Seitdem ich mich für die Literaturwelt interessiere, bin ich sein Fan. Würde Hesse noch leben, würde ich natürlich seine Lesungen besuchen, zu denen er selbst wahrscheinlich nicht erschiene. Spannende Vorstellung, vor allem in der jetzigen Zeit, wo Hinz und Kunz sich als „Supertalente“ exaltieren und dabei nicht selten nur dumpfe Vulgarität bieten. Star for a day. Eher für fünf Minuten. Und das Supertalent ist: keins zu haben. Ätsch! Eine andere Art Nirwana sozusagen. Auf eine Zeit mit so vielen „Stars“ hätte Hesse nur mit noch mehr Rückzug reagiert.

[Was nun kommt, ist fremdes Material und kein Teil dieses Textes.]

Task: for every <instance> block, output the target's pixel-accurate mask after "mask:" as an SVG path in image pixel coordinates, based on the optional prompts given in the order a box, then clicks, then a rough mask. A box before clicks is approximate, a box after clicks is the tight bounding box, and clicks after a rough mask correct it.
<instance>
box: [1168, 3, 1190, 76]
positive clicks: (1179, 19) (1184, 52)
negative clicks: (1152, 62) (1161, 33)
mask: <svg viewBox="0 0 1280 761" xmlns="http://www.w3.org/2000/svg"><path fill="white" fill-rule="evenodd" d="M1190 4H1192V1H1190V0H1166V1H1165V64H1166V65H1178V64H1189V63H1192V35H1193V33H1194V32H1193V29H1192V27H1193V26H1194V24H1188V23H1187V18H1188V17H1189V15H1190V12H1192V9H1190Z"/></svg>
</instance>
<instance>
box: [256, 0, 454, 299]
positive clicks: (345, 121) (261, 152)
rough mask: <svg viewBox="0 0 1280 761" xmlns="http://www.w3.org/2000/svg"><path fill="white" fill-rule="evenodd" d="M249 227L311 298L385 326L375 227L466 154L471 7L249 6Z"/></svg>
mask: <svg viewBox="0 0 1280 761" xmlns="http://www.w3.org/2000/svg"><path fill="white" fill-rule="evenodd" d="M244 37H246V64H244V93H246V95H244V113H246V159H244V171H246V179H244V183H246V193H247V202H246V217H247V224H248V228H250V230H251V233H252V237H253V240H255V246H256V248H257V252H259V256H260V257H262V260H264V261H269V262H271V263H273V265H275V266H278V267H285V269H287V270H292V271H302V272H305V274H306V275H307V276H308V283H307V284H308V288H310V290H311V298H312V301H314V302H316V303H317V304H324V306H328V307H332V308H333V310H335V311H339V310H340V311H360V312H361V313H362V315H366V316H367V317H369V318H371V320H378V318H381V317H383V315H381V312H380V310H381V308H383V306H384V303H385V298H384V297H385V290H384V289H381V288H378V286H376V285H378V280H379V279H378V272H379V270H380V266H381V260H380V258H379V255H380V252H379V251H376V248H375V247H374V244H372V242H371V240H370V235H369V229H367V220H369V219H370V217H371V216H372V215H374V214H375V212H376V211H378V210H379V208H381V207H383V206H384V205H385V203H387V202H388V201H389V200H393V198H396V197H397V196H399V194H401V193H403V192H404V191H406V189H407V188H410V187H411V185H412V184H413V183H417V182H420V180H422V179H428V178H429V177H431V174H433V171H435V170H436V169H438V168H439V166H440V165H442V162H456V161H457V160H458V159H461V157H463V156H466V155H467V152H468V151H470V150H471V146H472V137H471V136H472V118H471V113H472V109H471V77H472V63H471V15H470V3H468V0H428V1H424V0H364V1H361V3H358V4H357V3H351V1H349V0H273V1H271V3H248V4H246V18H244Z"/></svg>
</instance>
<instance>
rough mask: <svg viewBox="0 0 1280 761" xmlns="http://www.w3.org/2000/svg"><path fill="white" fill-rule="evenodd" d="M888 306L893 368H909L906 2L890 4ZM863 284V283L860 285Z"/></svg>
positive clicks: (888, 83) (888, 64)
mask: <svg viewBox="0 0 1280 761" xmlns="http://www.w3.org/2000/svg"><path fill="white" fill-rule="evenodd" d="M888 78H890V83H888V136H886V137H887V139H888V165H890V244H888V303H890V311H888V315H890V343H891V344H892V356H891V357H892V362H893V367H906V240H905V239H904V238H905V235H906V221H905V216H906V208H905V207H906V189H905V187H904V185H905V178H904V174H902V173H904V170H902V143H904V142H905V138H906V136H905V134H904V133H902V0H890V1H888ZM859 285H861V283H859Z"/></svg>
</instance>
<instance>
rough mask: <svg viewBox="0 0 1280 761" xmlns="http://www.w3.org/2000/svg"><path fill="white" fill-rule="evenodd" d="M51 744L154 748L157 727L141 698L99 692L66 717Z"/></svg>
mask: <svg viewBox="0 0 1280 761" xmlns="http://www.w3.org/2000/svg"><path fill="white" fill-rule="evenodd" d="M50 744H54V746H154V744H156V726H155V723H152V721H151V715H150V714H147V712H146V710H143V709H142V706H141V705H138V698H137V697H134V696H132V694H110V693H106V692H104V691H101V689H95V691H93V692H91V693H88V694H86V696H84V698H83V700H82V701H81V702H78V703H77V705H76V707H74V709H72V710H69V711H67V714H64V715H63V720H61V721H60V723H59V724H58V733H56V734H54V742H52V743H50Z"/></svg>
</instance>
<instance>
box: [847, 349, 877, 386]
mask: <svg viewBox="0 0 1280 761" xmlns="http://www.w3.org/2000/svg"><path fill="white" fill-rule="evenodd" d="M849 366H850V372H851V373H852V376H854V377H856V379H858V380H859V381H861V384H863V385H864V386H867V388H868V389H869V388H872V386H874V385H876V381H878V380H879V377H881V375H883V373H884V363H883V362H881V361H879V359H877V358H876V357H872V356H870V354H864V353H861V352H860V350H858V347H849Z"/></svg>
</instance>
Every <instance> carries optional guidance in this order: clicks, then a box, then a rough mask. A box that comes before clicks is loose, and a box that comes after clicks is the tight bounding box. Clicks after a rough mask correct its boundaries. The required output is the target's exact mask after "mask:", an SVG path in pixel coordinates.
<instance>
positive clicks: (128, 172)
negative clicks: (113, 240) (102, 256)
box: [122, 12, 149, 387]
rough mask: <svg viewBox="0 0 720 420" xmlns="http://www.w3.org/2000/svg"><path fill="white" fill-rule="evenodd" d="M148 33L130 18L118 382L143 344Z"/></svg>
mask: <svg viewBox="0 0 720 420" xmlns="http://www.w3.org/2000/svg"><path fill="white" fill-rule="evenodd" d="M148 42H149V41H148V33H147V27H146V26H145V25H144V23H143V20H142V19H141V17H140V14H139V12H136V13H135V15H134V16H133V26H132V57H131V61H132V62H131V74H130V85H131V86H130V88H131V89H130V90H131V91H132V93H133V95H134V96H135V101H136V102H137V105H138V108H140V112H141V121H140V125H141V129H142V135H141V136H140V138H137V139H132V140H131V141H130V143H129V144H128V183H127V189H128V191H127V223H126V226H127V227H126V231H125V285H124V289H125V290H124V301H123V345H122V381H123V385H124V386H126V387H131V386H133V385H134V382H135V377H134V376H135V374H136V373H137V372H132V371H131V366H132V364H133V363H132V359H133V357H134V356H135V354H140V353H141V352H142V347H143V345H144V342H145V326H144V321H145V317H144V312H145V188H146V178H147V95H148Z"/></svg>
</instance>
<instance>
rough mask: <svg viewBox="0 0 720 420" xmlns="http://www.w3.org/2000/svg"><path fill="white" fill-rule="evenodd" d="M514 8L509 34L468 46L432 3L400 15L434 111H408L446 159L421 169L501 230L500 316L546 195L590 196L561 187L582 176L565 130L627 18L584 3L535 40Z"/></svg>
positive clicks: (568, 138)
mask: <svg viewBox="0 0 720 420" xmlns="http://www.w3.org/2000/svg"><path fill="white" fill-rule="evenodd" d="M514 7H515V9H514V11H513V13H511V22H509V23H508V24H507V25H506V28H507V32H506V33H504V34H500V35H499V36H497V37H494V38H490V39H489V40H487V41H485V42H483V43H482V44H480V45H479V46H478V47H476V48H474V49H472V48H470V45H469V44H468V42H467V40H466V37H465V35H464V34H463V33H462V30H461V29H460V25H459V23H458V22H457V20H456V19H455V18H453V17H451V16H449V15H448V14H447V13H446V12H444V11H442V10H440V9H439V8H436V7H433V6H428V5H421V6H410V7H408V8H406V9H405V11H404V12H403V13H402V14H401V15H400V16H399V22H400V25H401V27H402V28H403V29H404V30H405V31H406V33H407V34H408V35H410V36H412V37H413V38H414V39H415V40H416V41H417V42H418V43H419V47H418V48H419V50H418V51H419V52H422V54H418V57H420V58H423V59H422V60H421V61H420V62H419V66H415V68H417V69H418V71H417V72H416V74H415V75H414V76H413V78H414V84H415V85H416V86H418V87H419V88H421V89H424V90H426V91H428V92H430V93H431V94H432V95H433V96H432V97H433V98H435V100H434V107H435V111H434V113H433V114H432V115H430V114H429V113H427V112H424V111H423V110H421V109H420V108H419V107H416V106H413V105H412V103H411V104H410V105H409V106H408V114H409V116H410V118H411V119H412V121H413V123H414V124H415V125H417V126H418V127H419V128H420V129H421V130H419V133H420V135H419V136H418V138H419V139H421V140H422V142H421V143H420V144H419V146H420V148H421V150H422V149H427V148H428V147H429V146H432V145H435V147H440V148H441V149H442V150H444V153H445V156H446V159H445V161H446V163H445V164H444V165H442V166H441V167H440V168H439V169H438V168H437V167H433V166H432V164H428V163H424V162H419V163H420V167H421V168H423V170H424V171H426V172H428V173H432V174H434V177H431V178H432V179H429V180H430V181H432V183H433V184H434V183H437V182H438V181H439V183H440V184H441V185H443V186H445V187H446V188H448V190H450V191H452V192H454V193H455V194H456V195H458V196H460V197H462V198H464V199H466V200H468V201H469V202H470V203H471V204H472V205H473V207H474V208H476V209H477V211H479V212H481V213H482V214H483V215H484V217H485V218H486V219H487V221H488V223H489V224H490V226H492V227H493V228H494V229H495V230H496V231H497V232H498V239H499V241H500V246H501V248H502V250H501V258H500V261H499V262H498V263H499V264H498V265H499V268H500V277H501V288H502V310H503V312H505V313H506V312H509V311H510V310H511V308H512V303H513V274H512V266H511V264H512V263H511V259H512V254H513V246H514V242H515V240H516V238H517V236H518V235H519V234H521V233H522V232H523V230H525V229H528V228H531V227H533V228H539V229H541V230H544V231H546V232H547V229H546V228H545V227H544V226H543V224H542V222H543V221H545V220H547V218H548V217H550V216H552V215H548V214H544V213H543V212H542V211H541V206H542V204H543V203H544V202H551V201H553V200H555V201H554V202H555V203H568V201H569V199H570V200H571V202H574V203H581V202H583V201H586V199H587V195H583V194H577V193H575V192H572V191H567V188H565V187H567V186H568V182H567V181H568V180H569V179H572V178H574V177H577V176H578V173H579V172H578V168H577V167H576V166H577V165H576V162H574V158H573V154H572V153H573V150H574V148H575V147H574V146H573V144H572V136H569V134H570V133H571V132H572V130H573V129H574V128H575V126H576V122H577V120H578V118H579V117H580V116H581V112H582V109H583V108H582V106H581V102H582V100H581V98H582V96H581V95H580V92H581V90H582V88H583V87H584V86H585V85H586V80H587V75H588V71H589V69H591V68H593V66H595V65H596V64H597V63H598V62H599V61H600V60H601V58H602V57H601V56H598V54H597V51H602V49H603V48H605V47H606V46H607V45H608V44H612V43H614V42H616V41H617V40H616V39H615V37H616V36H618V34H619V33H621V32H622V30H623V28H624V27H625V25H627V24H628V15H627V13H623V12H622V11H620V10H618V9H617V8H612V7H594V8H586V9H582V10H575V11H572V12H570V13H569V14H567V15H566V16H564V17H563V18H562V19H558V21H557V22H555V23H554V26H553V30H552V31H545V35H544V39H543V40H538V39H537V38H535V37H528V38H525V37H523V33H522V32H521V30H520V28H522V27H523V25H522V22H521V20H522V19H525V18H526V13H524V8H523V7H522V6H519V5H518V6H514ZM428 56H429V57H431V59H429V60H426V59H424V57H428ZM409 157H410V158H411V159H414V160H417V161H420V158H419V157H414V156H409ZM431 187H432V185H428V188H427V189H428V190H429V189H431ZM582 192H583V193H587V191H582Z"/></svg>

Wenn mich aber doch etwas an ihm irritiert hat, dann, dass seine Figuren nie zu lachen scheinen. Vor meinem inneren Auge haben sie dauernd die Stirn in Falten gelegt, selbst wenn sie schlafen. Selbst wenn sie noch Kinder sind, selbst wenn sie kurz vor der Erleuchtung stehen. Vielleicht war seine trockene Ernsthaftigkeit den religiösen Eltern, vielleicht dem engstirnigen Calw, möglicherweise beidem geschuldet. Dennoch wurde Hesse für mich zu einem Leuchtturm.
Vor über zehn Jahren las ich seinen Demian. Kennen Sie das, wenn eine Geschichte Sie im Mark trifft und Sie eigentlich sofort – wegen dieser einen Geschichte – Ihr Leben umkrempeln wollen? Ja, okay, es wird nichts daraus. Aber etwas hinterlässt es doch: ein unsichtbares Band, eine verschworene Übereinkunft, eine diffuse Solidarität zwischen Autor und Leser.
Was Herrmann Hesse vor fast hundert Jahren schrieb, beruhigte suchende Seelen, nicht nur meine. Niemand konnte innere Welten, Identitätskrisen und versuchte Wege zu jesuitischen Erlösungsgefühlen präziser kartografieren und damit fassbar, verdaubar machen. Er konnte die Weltenseele sezieren und spielend wieder neu zusammensetzen. Das dürfte die Königsklasse des Schreibens sein.
Hesse wurde nicht zufällig a star for a life (und posthum). Er beschäftige sich mit immer aktuellen Fragen: Wer bin ich, und wenn ja, wie viele? Wer sind wir und wie bekomme ich heraus, was wir hier sollen?
Sein Demian, der Steppenwolf und Siddharta sind Bewusstseinserweiterer. Jeder von ihnen hat diese überwältigende Kraft. Vielleicht habe ich in diesem Winterurlaub deswegen wieder in mein Bücherregal gegriffen und den Demian aufgeschlagen. Hesse war fast immer „offline“, meist irgendwo in der Natur. Sicher, das war früher auch besser praktizierbar. Heute hat man eher das Gefühl, dass man kurz überprüfen muss, ob man überhaupt existiert, wenn man länger keine Posts geschrieben hat. Ja, was hätte Hesse heute empfunden, was hätte er im Jahr 2016 geschrieben?
Fest steht, dass er versuchte sich „von Stufe zu Stufe“ zu entwickeln. Durch seine Romane kristallisiert sich ein zentraler Gedanke heraus: Es gibt nur ein Universum, in das es sich lohnt, abzutauchen – man selbst. Immer wieder und immer wieder aus einem anderen Einfallstor, sich selbst überraschend. Quadraturen der Kreise produzierend. Man wird darin umkommen. Was sonst? Aber was, wenn es ein Umkommen, ein Sich-Verlieren wäre, wie bei Hesse? Vielleicht hat er dieses Ich nie gefunden, vielleicht auch bald nicht mehr finden wollen. Aber der Weg dahin hat ihn ein Leben lang getragen und geschützt vor der diffusen, meist im Gleichschritt laufenden Außenwelt. Er hat sich nicht von ihr mitreißen lassen, die Fersen fest in den Boden gerammt.
Es ist alles nur ein Versuch … schrieb Hesse. Man darf also alles versuchen. Man darf fragen, wo eigentlich der Punkt war, an dem die äußeren Fortschritte sich vom seelischem Unterbau der Welt abkoppelten. Vielleicht hilft es, um dort wieder anzuknüpfen. Andernfalls werden gewisse Fragen nicht zu klären sein: Wie zum Beispiel konnte sich ein gesellschaftlicher Konsens bilden, dass man sich in einer immer substanzloseren Effektivitätsgegenwart verlieren will? Hesse war es geglückt, die eigenen Schneckenhäuser immer mitzunehmen und eben nicht mit einer billigen Arschbombe johlend ins Nirwana zu springen. Er beherrschte den Tango des Lebens. Wir sollten es vielleicht ab und an auch versuchen, und sei es mit zwei linken Füßen.